Bazıları ölümle sonuçlanan kardiyomiyopati, kalp yetmezliği, miyokard vakaları rapor edilmiştir.

Yaygın olmayan: Kalp yetersizliği, konjestif kalp yetersizliği, sol ventriküler yetmezlik, perikard efüzyonu

Seyrek: QT aralığı artışı, torsade de pointes

Damar bozuklukları:

Sunitinible tedavi edilen hastalarda bazen ölümcül (fatal) olabilen arteriyel tromboemboli vakaları rapor edilmiştir. En sık görülen olaylar: serebrovasküler bozukluk, geçici iskemik atak ve serebral infarktüstür. Altta yatan malignan bozukluk ve 65 yaşın üstünde olmaya ilaveten arteriyel tromboemboli ile ilişkili risk faktörleri; hipertansiyon, diyabet ve daha önce tromboembolik bozukluk geçirmiş olmaktır.

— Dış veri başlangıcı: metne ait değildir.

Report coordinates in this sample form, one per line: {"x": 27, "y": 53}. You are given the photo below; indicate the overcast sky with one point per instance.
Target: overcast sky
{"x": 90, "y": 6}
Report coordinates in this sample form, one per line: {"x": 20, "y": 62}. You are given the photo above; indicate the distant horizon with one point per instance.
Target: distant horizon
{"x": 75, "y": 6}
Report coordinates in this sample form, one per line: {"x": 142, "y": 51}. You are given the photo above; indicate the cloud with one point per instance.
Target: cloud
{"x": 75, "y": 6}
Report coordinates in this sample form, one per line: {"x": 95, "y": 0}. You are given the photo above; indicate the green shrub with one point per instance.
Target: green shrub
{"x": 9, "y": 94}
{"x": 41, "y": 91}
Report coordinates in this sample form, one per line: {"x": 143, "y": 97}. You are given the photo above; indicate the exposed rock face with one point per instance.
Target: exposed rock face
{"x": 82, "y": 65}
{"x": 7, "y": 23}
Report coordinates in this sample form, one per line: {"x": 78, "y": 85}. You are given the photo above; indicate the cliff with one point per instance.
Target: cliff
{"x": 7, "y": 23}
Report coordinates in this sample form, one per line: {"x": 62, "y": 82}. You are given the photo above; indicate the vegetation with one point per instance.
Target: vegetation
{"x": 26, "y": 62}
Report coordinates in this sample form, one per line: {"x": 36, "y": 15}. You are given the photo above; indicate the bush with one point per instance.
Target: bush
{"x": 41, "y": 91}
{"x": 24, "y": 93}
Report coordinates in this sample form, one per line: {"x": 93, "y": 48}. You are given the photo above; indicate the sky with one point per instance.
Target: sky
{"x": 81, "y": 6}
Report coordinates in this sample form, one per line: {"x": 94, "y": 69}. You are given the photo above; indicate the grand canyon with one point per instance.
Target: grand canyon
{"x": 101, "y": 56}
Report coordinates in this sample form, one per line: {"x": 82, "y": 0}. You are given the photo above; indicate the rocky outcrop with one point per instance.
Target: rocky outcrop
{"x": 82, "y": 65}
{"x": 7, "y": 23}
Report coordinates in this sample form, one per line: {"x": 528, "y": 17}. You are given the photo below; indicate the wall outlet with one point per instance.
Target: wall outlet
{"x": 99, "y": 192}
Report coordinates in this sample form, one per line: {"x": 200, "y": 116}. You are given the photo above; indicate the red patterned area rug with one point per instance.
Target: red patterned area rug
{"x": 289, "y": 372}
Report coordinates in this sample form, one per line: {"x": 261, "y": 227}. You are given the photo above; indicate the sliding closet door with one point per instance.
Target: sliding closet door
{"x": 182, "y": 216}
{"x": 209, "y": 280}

Solunum, göğüs bozuklukları ve mediastinal hastalıkları:

Bazıları ölümcül olabilen pulmoner emboli vakaları bildirilmiştir. Yaygın olmayan: Hemoptizi, plevral efüzyon, solunum yetmezliği

Gastrointestinal bozukluklar:

Yaygın olmayan: Pankreatit Seyrek: Gastrointestinal perforasyon

Hepato-bilier bozuklukları:

Yaygın olmayan: Karaciğer yetmezliği, hepatit

Kas-iskelet sistemi ve bağ doku bozuklukları:

Bazıları akut böbrek yetersizliği ile birlikte olan seyrek miyopati ve/veya rabdomiyolizis olguları rapor edilmiştir. Bu hastaların çoğunda, önceden var olan risk faktörleri vardı ve/veya bu istenmeyen reaksiyonlarla ilişkili oldukları bilinen eş zamanlı tedaviler almaktaydılar. Kas toksisitesinin belirtileri veya semptomları görülen hastaların bakımları standart tıbbi uygulamalar doğrultusunda yapılmalıdır.

Fistül oluşumu: Bazı olgularda ölümle sonuçlanan, tümör nekrozu ve/veya regresyonu ile bazen ilişkili fistül oluşumu rapor edilmiştir.

Yaygın olmayan: Yara iyileşmesinde gecikme

Böbrek ve üriner bozukluklar:

Bazıları ölümle sonuçlanan böbrek bozukluğu ve/veya böbrek yetmezliği vakaları rapor edilmiştir.

Proteinüri ve seyrek olarak nefrotik sendrom vakaları rapor edilmiştir. Başlangıç idrar analizi önerilir ve hastalarda proteinürinin gelişmesi veya kötüleşmesi gözlenmelidir. Orta ila ciddi proteinürili hastalarda sunitinib tedavisinin devam ettirilmesinin güvenilirliği, sistematik olarak değerlendirilmemiştir. Nefrotik sendromlu hastalarda sunitinib tedavisine son verilmelidir.